しかし広大な広さを誇る帝国ではあるが、その反面、厳しい寒さによって食糧難に陥ったり、反乱や他国からの侵略により何度も滅亡の危機を迎えて来た。それでも現在、こうして栄華を極めていられるのは、代々皇族に長寿であり、精霊術や魔術の才能があるエルフ族……特にその中でも希少なハイエルフの種族の血が受け継がれているからである。
現に先代までの18人の皇帝は皆、エルフ又はハーフエルフであった上、妃達にもエルフやハーフエルフ、時にはハイエルフであったりする。
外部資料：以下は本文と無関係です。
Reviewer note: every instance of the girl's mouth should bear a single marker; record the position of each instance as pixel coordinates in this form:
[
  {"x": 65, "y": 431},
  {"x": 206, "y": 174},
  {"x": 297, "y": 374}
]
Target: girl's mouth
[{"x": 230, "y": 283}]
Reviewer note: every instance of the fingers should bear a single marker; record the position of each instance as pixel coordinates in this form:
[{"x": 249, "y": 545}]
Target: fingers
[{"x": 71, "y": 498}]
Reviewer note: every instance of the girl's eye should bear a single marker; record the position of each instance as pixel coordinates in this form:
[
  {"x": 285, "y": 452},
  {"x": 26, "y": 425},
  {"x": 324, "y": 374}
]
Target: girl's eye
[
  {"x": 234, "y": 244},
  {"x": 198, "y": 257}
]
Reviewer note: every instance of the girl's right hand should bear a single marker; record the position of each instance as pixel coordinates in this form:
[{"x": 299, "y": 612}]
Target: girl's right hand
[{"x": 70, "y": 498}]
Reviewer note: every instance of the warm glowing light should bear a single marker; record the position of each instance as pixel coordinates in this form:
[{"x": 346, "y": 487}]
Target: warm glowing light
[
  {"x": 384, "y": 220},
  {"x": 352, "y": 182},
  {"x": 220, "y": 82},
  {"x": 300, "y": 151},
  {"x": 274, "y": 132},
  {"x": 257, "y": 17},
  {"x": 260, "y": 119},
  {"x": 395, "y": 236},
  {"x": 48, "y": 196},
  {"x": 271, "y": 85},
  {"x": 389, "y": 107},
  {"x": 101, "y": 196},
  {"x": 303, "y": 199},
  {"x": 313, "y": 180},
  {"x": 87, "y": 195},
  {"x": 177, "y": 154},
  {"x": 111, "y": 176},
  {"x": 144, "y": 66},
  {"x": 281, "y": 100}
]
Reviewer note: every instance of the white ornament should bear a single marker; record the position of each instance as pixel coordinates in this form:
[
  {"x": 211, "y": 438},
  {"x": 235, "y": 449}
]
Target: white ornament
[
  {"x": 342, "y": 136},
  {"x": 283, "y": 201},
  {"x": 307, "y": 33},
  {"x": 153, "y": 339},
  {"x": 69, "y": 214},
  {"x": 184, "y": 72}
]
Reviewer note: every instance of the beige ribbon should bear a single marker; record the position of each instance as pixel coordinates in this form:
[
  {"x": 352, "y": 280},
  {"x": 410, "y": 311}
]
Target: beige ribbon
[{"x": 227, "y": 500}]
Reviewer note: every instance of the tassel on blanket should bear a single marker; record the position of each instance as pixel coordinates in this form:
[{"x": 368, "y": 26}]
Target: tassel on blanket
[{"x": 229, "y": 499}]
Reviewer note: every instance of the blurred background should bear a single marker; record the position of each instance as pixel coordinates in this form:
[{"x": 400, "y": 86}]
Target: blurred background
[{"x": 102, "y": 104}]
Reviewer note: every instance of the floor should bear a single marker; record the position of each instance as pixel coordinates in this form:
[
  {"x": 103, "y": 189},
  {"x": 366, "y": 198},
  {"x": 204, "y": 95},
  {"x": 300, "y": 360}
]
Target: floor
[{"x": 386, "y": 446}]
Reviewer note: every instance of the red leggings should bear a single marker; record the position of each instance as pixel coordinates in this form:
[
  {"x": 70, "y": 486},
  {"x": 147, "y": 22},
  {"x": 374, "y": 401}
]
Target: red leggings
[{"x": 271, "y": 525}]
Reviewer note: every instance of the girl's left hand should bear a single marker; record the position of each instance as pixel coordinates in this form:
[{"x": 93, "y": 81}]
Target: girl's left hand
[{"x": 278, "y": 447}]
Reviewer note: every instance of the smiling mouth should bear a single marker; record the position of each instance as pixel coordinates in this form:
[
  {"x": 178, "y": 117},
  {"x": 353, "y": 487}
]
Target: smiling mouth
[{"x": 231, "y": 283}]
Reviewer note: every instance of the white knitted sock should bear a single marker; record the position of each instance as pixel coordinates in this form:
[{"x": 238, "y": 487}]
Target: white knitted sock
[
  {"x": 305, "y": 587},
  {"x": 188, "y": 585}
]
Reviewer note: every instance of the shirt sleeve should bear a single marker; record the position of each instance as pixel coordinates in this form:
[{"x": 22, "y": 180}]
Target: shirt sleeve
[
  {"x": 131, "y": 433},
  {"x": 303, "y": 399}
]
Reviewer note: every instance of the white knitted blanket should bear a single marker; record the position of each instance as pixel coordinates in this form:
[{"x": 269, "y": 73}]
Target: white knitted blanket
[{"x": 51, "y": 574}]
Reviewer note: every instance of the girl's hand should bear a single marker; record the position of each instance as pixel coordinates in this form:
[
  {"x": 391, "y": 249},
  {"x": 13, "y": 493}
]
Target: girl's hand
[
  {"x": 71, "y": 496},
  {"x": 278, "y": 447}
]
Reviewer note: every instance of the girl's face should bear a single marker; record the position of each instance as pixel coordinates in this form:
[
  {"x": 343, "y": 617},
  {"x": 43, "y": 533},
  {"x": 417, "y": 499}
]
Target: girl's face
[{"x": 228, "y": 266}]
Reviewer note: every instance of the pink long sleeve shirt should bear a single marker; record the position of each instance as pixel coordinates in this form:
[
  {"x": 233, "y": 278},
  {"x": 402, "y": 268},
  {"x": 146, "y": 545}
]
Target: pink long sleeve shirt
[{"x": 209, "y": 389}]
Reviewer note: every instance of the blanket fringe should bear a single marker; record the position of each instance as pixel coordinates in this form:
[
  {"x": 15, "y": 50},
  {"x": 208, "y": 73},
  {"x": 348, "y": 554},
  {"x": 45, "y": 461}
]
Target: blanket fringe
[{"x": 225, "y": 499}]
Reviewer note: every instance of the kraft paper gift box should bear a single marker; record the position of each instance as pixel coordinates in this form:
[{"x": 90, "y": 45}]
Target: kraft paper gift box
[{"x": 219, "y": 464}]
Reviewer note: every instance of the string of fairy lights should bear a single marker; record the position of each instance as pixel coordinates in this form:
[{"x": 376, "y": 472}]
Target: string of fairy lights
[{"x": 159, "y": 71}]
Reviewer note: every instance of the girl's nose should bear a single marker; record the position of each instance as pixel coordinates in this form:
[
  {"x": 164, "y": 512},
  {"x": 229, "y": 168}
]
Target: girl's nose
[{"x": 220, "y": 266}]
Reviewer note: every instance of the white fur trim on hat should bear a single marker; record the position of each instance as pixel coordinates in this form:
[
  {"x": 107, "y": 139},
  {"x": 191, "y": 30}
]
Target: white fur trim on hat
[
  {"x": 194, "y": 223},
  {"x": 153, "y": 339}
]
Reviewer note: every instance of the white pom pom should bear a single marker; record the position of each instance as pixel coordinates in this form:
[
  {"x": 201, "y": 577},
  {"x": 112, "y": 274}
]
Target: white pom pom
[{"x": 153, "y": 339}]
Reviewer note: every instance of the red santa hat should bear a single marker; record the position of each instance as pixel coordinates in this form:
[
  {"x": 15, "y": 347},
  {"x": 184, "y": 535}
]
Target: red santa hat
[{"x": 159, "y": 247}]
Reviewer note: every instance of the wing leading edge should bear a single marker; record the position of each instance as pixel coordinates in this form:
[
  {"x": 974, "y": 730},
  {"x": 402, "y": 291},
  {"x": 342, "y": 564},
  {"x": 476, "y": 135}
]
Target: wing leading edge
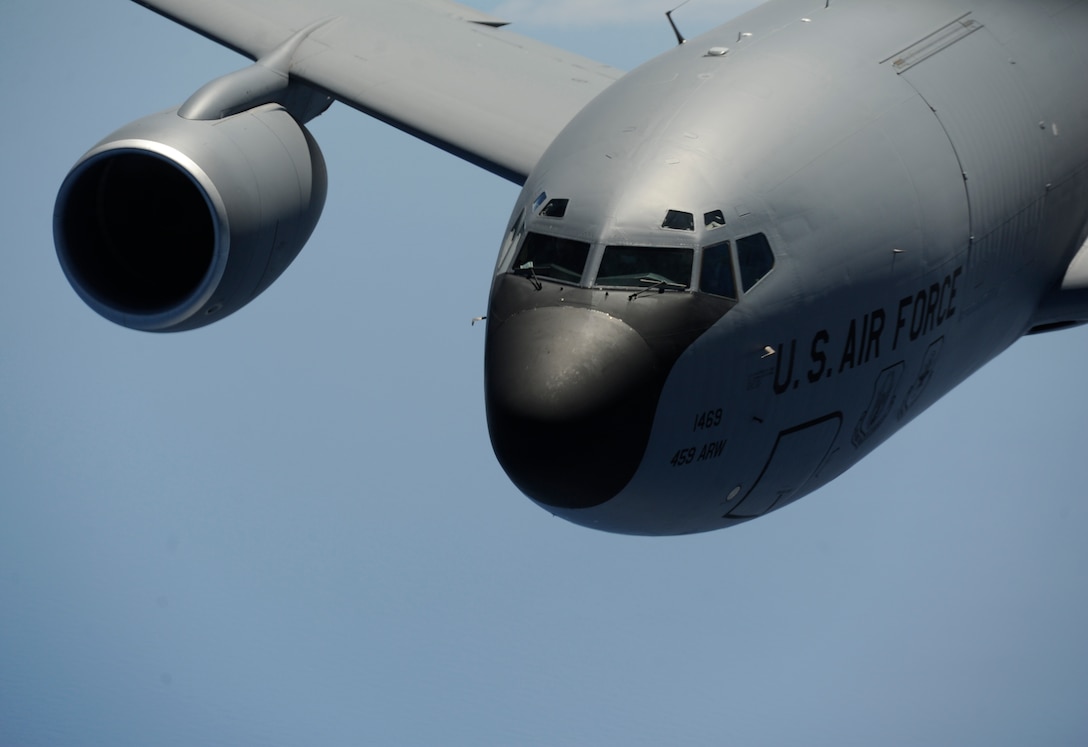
[{"x": 442, "y": 72}]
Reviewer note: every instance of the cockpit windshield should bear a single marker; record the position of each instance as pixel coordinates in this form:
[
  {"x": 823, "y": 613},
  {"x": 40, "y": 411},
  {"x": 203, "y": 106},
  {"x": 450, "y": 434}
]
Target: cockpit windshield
[
  {"x": 637, "y": 266},
  {"x": 553, "y": 258}
]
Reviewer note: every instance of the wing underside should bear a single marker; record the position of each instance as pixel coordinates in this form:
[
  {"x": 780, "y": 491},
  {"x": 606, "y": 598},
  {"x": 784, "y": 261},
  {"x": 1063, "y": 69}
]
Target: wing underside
[{"x": 443, "y": 72}]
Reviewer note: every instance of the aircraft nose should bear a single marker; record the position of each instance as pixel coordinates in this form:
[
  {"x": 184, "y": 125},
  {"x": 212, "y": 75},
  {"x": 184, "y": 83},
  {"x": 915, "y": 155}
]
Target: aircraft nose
[{"x": 570, "y": 395}]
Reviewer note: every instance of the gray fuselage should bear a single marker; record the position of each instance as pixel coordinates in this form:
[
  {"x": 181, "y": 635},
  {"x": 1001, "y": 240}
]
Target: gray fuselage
[{"x": 753, "y": 259}]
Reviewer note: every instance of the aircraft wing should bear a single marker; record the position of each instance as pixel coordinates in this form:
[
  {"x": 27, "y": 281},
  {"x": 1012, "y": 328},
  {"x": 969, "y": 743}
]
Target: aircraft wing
[{"x": 443, "y": 72}]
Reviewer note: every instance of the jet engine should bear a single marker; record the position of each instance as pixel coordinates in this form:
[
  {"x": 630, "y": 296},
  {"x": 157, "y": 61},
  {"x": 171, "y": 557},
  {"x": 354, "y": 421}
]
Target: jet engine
[{"x": 172, "y": 223}]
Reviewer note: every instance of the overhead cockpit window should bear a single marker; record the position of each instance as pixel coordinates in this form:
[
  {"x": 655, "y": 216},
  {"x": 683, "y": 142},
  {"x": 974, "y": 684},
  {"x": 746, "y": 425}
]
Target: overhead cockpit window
[
  {"x": 642, "y": 266},
  {"x": 754, "y": 258},
  {"x": 554, "y": 258},
  {"x": 555, "y": 208},
  {"x": 714, "y": 220},
  {"x": 679, "y": 221},
  {"x": 716, "y": 275}
]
こうして代々皇族は、エルフの血を絶やすことなく受け継いで行っているのだ。
ただ、現皇帝は人族であるが為、重鎮達からは
その所業から現皇帝は民や周辺諸国から別名『狂鬼帝』と呼ばれている。
そんな『狂鬼帝』が治めるヴェルダン帝国には唯一無二の掟が存在する。
それは……「弱人強食」そして「百戦百勝」
この国では強者こそが正義であり、強ければ平民が皇帝にすらなる事も出来る程の実力主義国家だ。ただし、例え強者だとしても闘いに敗れれば全てを失う。金も、地位も、名誉も、そして命でさえも……
現に帝国が誇る最強の6人……6騎将の内、4人は先代との決闘にて勝利した者であると同時に元平民であったり、他国の人間であったりするが、その事を気にする人間は今の帝国には存在しない。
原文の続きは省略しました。